Gli incontri del primo ciclo, animati dall'utilizzo di strumenti multimediali e della musica, saranno condotti da undici esperti, studiosi e grandi divulgatori. Apre la serie di appuntamenti il Sovraintendente ai Beni Culturali del Comune di Roma Umberto Broccoli.
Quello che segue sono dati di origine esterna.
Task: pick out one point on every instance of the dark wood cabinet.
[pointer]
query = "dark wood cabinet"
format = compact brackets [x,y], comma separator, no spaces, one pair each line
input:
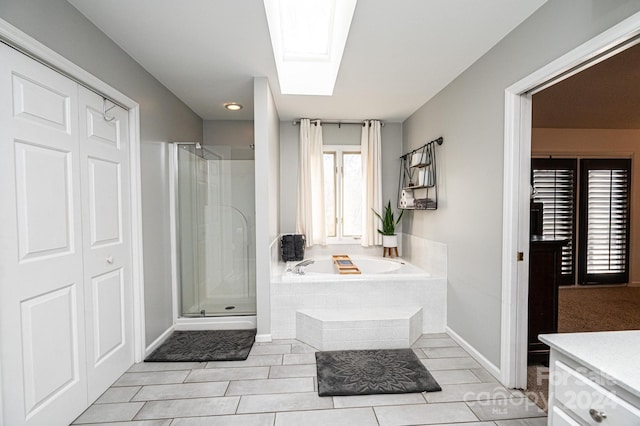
[545,262]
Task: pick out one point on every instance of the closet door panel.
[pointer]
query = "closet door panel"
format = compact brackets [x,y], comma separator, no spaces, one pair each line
[44,201]
[41,292]
[104,152]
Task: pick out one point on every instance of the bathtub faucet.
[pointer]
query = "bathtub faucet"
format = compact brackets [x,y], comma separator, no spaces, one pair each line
[299,268]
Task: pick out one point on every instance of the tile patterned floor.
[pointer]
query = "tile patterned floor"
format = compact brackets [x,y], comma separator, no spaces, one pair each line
[276,386]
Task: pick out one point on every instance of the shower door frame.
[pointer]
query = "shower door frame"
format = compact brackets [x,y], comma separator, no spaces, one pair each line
[181,322]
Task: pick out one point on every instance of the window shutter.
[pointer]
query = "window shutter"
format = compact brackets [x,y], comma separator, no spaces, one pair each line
[605,190]
[555,183]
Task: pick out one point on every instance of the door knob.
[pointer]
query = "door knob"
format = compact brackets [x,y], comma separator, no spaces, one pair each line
[597,416]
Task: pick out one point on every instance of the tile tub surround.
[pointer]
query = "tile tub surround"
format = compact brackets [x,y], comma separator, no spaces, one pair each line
[396,290]
[282,392]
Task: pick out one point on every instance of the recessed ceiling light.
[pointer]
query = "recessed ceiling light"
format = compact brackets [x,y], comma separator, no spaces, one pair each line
[308,39]
[233,106]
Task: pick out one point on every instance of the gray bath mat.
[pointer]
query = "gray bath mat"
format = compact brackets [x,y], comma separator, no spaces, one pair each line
[205,345]
[366,372]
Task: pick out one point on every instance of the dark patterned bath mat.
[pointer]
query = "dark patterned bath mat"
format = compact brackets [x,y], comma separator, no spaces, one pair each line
[366,372]
[205,345]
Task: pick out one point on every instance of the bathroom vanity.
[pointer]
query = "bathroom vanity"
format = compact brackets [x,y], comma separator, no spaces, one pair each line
[594,378]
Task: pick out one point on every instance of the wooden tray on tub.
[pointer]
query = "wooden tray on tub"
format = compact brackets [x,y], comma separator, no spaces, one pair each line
[344,264]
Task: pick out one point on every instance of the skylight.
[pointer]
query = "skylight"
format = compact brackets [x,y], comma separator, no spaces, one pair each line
[308,39]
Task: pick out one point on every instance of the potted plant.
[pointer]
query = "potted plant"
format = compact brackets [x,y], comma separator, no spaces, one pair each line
[388,231]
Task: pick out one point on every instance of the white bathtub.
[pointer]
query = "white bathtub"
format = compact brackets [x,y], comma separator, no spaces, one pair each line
[383,285]
[371,268]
Poi seguiranno gli incontri tenuti da: il Soprintendente per i Beni Archeologici di Roma Angelo Bottini, il Professore di Storia Medioevale nell'Istituto Italiano di Scienze Umane / Istituto di Studi Umanistici Franco Cardini, il Professore di Antichita' Greche e Romane all'Universita' di Perugia Filippo Coarelli, il Professore di Storia Medioevale all'Universita' di Roma ''La Sapienza'' Paolo Delogu, la Professoressa di Archeologia alla Seconda Universita' di Napoli ''S. Maria Capua Vetere'' Serena Ensoli, il Professore di Storia Medioevale all'Universita' di Roma ''La Sapienza'' Ludovico Gatto, il Professore di Archeologia e Storia dell'Arte Greca e Romana all'Universita' di Roma ''La Sapienza'' Eugenio La Rocca, la Professoressa di Civilta' Bizantina all'Universita' di Siena Silvia Ronchey, il Professore associato di Archeologia all'Universita' di Roma ''La Sapienza'' Stefano Tortorella e il Professore di Storia Medioevale all'Universita' degli Studi ''RomaTre'' Jean Claude Maire Vigueur.
La suggestione dei temi trattati nei ''Racconti di storia dell'arte'' prosegue in libreria, grazie alla collaborazione con ARION, il principale circuito di librerie indipendenti della citta' di Roma. Tutti i partecipanti alle conferenze riceveranno uno speciale coupon con il quale potranno acquistare testi di Storia e Storia dell'Arte scontati del 15% sul prezzo di copertina.